I’m flat broke and unemployed. So basically, people are really educated themselves to a level of competency required for software engineering utilizing the free resources here? It sounds too good to be true. But compelling at the say time.

Yes, this is how awesome freecodecamp is. It provides with you all the basics to jumpstart your career. Besides FCC, there are many other good free resources out on the web. If you have desires and a willing mind, you can educate yourself to be a software developer.

If you’re make your way into programming, I don’t recommend using and relying ONLY on FreeCodeCamp.
It’s an awesome resource like stated above, but you really do need to utilize everything you have access to, mainly the internet and the books (I don’t mean overworking). There’s a lot that goes into learning programming the good way and as great as FCC is, it doesn’t give you everything.

That’s for sure I know there’s a variety of different languages it doesn’t cover. It seems to be just the common core fundamentals.

It also doesn’t cover a lot of core computer science fundamentals that will help you think about things as more than just a bunch of text. If you are serious about learning programming take some intro CS classes online like Harvard’s CS50. These will give you strong fundamentals to get you started.

Well, it’s not really the languages as much as the technologies.

Depending on what you want to do, you can use Javascript for pretty much everything web-development related (both client and server side). The technologies are where the diversity and complexity come in, you have many libraries and frameworks that utilize Javascript and that’s where you can specialize and choose different directions.
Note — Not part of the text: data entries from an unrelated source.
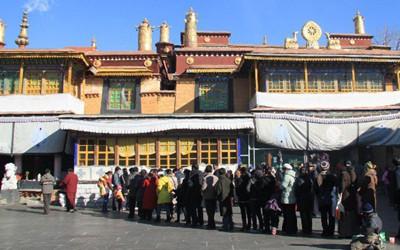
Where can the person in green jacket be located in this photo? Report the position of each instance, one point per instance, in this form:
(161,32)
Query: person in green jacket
(164,189)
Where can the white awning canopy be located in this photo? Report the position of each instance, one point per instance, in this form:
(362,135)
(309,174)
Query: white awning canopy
(142,126)
(41,104)
(311,101)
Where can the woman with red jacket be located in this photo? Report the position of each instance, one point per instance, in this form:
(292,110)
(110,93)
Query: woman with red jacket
(150,195)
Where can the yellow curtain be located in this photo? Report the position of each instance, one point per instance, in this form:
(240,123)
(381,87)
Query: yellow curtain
(126,147)
(147,146)
(187,146)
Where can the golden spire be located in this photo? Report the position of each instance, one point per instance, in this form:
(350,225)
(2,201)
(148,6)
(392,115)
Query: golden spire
(22,40)
(164,32)
(359,24)
(191,29)
(2,29)
(94,45)
(145,36)
(265,40)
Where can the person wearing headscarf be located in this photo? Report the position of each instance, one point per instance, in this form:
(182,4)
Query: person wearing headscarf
(349,225)
(368,185)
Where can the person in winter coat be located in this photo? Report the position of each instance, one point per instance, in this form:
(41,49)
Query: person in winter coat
(370,229)
(288,200)
(348,191)
(70,184)
(132,191)
(368,185)
(47,182)
(326,182)
(254,198)
(224,192)
(304,197)
(150,195)
(164,189)
(241,181)
(209,196)
(195,184)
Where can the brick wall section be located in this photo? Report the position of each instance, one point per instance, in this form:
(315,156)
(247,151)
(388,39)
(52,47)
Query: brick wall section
(185,93)
(92,95)
(241,95)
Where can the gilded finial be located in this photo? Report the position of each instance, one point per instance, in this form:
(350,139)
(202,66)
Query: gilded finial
(22,40)
(359,24)
(191,29)
(94,45)
(164,32)
(265,40)
(2,32)
(145,36)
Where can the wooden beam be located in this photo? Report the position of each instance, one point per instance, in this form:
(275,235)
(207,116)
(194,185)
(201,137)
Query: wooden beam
(306,76)
(353,76)
(21,77)
(256,75)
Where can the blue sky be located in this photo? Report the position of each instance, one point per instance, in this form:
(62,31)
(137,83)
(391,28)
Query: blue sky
(61,23)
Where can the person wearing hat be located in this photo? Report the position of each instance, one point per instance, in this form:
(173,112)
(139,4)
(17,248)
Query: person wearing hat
(370,229)
(325,184)
(288,200)
(347,189)
(368,185)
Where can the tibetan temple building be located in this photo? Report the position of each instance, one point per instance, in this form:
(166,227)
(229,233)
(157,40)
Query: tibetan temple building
(204,101)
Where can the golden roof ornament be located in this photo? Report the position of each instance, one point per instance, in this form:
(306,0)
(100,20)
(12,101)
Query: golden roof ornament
(94,44)
(145,36)
(291,43)
(22,40)
(332,43)
(191,29)
(359,24)
(164,32)
(311,32)
(265,40)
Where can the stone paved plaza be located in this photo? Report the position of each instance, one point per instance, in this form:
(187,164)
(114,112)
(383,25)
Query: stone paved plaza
(25,227)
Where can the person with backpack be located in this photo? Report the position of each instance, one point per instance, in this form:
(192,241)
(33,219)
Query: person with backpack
(326,182)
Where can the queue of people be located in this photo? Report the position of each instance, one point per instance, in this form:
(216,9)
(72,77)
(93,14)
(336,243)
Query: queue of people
(263,194)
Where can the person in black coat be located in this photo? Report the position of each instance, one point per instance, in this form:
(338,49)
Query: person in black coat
(305,201)
(195,196)
(241,182)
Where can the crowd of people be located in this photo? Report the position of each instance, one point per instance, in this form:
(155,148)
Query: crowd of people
(345,195)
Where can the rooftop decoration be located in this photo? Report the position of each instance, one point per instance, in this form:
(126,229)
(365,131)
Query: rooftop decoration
(291,43)
(359,24)
(311,32)
(191,29)
(22,40)
(145,36)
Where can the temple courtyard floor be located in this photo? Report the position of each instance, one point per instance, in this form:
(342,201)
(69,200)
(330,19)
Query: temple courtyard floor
(25,227)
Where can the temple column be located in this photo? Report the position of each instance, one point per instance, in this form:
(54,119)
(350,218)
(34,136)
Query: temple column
(57,166)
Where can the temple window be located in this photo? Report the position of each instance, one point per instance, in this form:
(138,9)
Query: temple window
(167,151)
(126,151)
(9,83)
(228,151)
(209,151)
(106,152)
(147,152)
(213,94)
(369,81)
(188,152)
(121,95)
(85,154)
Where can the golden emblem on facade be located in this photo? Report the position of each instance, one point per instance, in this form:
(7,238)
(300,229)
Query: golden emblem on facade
(311,32)
(97,63)
(148,62)
(238,60)
(190,60)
The “problem” with FCC is that it just doesn’t cover essentials, it doesn’t dive that deep into the concepts and the entire curriculum is based on challenges accompanied by short descriptions, once you complete a challenge you move on to the next one on the list.
I think because of that it’s easy to lose track of what you understand vs think you understand. Also, having these stand-alone challenges you’re completing mostly on your own means you’re missing being exposed to the thought process of a developer during coding.

What I do like very much about its curriculum though, are the algorithms, they’ll challenge you, make you think and give you a lot of ideas how to approach problems in programming, the kinds of problems you’ll often encounter when creating projects. Projects are cool too.

Personally, I haven’t touched FCC aside from its forum for months now, I just benefit a lot more from a different style of teaching so you’ll have to see for yourself if your experience will be similar. I’ll definitely come back to complete all the algorithms (it’s really cool to have so many in one place), but for learning the fundamentals of something I highly recommend just going with video courses.
For example, FCC has a section on CSS Flex and CSS Grid, there is also a guy named WesBos who has 2 free courses on these things. When you get to that point in the curriculum (it’s quite early) you can try doing both and comparing which way you prefer.

Do the algorithms though, they’re cool!